Some E&Ps are radically slowing down and pushing back completion of new wells as they hit upon a realization: They’re too prolific for their own good.

For the week ending March 27, U.S. commercial crude storage added an additional 4.8 million barrels (bbl) to already record high commercial stocks. In April, storage was at 471.4 MMbbl, soaring above the pre-2015 high of 399.4 MMbbl in April 2014.

Enter contango. Prices are up as much as $12 for delivery a year from now compared to what oil would fetch in May, said Randall Collum, managing director of supply side analytics for Genscape in an April report. For now, companies in the Eagle Ford, Bakken and Permian Basin are sitting tight.

Despite oil industry forecasts of production growth, some U.S. E&Ps have heeded the call to slam on the brakes. Cabot Oil & Gas (NYSE: COG), Chesapeake Energy (NYSE: CHK), EOG Resources (NYSE: EOG), SM Energy (NYSE: SM), Apache Corp. (NYSE: APA) and Anadarko Petroleum (NYSE: APC) alone have announced that they are deferring 845 well completions.

Operators are slowing down in the Eagle Ford, Bakken, Wattenberg and Permian Basin in hopes of higher future prices.

“The crude oil contango market in the U.S. has created a massive incentive to store oil, and while traditional storage hubs reach record high levels operators look to their own wells as an avenue to store until commodity market conditions improve,” Collum said.

Continental Resources (NYSE: CLR) has said they have the ability to “defer a significant amount of activity to await a better commodity price environment and lower oil field service cost.” After the first quarter of 2015, the company deferred 25% of its completion activity in the Bakken.

Deferring the completion of wells makes economic sense, Collum said. Companies save money while banking on the forward curve.

The impact of these deferrals, were they to come online in the same month, would be about 373 Mbbl/d of oil and 528 million cubic feet of gas per day (MMcf/d) of gas.

“Using a rough rule of thumb that the first 12 months of a new horizontal well averages approximately 50% of first full month initial production, the impact over 12 months of production would be approximately 68 MMbbl of oil and 96 Bcf of gas,” Collum said.

The effect of deferrals varies by play.

In the Eagle Ford, EOG is positioned in the core of the play. Even with its stellar history, the current commodity pricing makes returns marginal. Payback is 46 months with an Internal Rate of Return (IRR) of 16% if forward curve prices hold, or never. At a $45 WTI price, IRR is -2%.

For SM Energy, its position in the Bakken is just outside of the heart of the play.

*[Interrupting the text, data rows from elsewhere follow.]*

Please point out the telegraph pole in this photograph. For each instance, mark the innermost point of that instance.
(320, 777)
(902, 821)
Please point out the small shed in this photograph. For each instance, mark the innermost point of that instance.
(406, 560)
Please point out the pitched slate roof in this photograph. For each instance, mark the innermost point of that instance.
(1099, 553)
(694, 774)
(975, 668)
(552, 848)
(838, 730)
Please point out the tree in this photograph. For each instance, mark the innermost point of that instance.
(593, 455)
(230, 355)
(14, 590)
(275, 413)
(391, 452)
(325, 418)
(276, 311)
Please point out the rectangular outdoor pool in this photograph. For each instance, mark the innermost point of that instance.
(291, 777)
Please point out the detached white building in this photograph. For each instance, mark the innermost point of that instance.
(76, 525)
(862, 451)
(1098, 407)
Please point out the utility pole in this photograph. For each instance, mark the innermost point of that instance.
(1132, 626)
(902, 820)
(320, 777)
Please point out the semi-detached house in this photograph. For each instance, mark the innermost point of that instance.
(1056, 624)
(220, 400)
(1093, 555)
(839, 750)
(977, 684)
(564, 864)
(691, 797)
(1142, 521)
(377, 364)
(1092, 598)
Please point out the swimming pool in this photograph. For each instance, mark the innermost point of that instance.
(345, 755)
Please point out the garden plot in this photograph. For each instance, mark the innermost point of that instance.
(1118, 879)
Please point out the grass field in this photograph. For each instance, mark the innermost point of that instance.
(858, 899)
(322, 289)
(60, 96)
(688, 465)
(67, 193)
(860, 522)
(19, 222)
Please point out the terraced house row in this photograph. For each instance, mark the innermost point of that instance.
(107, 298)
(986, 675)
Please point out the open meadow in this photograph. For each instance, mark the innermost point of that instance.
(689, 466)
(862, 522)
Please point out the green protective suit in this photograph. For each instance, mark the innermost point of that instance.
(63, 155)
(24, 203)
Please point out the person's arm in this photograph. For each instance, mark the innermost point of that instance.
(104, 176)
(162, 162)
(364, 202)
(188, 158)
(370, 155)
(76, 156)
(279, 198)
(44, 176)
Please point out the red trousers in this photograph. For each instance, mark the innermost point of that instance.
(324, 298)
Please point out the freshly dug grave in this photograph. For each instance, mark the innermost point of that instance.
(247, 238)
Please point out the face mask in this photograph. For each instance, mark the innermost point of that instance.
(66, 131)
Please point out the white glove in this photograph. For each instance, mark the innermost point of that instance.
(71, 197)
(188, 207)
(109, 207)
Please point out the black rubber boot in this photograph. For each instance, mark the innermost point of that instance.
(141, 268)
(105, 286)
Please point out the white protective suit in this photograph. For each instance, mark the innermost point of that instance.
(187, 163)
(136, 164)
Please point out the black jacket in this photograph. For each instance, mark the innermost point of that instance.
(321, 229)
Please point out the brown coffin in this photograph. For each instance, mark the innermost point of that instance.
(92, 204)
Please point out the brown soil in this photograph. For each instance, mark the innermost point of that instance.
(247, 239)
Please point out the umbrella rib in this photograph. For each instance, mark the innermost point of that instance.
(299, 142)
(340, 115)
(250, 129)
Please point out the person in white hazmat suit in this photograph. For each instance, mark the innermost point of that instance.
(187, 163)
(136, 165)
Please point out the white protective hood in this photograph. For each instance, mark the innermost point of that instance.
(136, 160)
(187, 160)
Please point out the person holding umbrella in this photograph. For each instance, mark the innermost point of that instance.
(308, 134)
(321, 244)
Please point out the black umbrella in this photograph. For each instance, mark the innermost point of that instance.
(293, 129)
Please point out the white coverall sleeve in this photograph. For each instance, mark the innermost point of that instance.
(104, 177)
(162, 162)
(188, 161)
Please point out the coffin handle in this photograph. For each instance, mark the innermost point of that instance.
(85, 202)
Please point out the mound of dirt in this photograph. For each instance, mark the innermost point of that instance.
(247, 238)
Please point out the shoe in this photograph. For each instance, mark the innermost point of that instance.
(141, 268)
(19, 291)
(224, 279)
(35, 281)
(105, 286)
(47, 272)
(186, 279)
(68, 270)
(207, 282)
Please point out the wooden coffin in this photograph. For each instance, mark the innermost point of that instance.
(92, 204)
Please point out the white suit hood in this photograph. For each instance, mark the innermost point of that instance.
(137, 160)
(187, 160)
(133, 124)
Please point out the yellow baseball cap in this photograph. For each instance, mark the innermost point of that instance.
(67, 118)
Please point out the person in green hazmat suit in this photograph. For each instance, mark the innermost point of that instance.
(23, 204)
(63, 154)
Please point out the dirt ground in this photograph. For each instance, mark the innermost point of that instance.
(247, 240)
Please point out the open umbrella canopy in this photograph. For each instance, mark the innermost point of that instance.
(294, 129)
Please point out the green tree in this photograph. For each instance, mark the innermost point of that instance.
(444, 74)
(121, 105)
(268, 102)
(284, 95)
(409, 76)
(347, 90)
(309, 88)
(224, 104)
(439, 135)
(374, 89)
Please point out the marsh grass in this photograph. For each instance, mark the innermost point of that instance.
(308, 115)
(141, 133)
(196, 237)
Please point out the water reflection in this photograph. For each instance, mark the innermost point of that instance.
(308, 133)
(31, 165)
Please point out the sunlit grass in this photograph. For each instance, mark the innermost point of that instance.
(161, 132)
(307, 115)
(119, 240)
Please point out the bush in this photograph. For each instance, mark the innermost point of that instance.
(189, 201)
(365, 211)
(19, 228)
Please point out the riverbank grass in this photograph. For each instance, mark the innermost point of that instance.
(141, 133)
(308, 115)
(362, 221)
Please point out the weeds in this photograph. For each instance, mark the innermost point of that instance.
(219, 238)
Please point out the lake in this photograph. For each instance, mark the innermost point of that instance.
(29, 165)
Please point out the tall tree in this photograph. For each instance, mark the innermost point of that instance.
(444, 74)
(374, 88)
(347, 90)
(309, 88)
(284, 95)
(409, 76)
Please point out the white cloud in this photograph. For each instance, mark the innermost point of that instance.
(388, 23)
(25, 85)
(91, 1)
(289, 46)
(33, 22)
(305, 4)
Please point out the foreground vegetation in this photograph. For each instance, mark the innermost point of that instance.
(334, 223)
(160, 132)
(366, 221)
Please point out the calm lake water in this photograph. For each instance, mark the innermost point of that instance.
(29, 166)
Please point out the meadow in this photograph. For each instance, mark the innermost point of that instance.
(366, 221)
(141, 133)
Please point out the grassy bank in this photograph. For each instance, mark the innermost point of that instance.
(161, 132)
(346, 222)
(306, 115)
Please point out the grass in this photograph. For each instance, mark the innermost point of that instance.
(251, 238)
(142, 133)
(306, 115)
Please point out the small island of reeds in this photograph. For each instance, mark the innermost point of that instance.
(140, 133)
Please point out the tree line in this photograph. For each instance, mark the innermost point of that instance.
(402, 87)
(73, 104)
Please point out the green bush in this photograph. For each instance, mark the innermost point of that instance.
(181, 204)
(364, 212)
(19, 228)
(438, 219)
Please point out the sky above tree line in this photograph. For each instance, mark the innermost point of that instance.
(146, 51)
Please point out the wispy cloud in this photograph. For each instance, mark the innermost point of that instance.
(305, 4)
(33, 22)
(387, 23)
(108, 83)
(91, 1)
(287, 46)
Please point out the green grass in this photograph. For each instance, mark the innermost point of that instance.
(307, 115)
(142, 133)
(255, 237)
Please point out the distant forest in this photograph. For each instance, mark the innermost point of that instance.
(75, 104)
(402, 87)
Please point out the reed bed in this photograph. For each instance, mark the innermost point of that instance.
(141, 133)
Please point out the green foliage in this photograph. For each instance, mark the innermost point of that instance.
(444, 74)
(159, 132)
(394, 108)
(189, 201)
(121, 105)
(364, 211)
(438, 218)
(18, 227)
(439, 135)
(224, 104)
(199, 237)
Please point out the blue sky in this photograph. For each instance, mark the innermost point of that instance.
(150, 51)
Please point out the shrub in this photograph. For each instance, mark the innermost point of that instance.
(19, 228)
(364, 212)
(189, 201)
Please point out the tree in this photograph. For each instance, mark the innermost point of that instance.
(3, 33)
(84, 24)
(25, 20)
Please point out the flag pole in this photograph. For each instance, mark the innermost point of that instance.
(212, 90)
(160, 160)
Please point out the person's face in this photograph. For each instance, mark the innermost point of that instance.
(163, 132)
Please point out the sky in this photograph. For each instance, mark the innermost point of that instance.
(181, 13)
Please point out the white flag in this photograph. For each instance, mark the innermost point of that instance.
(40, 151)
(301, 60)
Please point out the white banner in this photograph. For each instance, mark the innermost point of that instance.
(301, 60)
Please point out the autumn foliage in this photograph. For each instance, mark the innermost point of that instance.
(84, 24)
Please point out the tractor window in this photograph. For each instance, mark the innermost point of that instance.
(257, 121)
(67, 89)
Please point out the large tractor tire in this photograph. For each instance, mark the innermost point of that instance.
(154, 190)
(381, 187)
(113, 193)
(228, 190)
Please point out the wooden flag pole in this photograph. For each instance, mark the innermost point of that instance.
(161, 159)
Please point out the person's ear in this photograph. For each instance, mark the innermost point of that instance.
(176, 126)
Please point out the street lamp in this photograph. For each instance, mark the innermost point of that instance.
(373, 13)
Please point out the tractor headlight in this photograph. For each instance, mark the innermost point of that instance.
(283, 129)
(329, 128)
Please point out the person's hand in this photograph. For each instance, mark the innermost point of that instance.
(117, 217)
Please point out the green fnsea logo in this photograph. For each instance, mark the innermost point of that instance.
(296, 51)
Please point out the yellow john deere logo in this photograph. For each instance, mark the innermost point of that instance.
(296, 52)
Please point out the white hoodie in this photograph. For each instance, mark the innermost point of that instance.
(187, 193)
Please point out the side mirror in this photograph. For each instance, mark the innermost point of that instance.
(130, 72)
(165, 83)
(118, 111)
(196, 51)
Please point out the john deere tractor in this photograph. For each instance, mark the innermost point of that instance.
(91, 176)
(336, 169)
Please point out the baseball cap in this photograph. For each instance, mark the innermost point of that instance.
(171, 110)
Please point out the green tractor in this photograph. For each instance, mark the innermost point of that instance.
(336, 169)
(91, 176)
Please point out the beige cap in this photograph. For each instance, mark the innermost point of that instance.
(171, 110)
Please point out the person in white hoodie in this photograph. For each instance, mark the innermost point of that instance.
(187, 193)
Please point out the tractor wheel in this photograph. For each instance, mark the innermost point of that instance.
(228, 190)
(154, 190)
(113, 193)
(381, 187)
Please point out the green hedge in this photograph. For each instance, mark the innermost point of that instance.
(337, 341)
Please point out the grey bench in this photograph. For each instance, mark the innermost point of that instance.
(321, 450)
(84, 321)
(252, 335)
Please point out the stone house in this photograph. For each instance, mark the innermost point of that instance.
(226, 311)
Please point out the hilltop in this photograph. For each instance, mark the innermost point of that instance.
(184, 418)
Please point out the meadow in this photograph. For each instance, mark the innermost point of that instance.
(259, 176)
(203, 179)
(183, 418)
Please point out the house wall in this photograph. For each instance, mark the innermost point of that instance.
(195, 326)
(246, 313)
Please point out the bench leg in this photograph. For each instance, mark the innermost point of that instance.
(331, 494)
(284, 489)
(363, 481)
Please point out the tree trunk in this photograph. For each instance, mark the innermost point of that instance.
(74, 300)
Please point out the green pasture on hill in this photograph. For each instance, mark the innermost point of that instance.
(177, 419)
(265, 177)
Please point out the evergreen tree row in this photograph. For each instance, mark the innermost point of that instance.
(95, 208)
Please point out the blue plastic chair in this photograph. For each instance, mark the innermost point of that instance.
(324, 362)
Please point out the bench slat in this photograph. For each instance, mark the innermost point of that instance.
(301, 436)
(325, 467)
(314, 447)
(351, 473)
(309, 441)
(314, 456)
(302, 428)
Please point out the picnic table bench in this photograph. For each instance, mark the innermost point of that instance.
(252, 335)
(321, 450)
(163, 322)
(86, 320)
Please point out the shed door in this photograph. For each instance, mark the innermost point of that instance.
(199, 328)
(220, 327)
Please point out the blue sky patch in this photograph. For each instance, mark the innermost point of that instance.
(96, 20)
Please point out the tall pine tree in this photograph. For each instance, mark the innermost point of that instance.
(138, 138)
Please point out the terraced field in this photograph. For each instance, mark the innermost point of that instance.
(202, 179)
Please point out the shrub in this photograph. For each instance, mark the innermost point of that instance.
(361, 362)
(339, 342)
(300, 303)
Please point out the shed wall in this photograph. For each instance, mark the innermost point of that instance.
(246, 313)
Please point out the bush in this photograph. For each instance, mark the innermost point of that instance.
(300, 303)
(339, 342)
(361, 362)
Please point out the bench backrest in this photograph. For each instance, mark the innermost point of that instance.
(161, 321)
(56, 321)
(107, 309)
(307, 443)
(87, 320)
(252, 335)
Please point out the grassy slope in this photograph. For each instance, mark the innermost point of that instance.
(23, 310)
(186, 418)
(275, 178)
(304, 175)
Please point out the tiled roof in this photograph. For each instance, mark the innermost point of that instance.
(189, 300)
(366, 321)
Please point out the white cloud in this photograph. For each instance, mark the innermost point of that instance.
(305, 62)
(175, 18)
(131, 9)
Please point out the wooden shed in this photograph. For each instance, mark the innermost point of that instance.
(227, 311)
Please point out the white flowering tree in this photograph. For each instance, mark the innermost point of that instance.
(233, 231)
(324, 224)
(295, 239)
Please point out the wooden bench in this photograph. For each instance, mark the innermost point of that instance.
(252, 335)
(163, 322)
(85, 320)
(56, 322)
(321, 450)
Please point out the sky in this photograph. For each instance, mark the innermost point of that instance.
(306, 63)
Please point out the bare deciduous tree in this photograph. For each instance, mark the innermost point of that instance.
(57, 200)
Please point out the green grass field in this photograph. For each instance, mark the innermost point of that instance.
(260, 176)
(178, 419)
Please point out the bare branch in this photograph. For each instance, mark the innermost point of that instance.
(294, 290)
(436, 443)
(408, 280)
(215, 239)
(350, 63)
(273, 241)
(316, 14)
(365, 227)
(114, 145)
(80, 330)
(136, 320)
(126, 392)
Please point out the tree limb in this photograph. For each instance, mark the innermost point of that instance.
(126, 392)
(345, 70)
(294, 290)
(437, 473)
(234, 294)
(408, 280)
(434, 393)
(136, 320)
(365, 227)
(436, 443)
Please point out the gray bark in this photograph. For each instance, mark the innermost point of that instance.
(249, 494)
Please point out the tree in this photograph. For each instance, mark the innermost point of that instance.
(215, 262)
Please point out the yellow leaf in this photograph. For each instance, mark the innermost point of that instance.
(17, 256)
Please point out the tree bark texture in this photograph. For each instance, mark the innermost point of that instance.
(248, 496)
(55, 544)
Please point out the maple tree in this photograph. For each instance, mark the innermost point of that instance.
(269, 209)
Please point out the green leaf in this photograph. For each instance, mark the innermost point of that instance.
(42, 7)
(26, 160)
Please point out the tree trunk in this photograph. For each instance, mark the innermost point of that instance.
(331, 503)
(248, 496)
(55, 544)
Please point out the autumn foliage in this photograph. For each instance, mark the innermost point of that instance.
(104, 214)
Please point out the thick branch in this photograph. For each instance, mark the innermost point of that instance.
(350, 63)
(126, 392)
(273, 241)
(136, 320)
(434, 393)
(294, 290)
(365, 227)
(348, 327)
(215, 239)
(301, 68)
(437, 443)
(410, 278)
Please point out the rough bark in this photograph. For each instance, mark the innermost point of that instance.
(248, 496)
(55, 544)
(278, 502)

SM’s Gooseneck play is in the shallower portion of the Bakken, north of the Brockton-Froid Fault and their Raven/Bear Den play is in what Genscape refers to as the McKenzie/Williams Core.

“In the current commodity environment, well investment for SM Energy’s Raven/Bear Den play is estimated to never pay back, whether considering a fixed $45 WTI/$2.80 HH, or the increasing prices of forward curve,” Collum said.

Even at the higher realized prices of the forward curve and crediting a 20% savings on the completion portion of the spend yields a payback period of 5-8 years and IRR of 6%-7%.

“SM Energy appears to be choosing to drill because they are currently drilling efficiently, and to ramp down and then ramp back up that capability may ultimately be more expensive,” Collum said.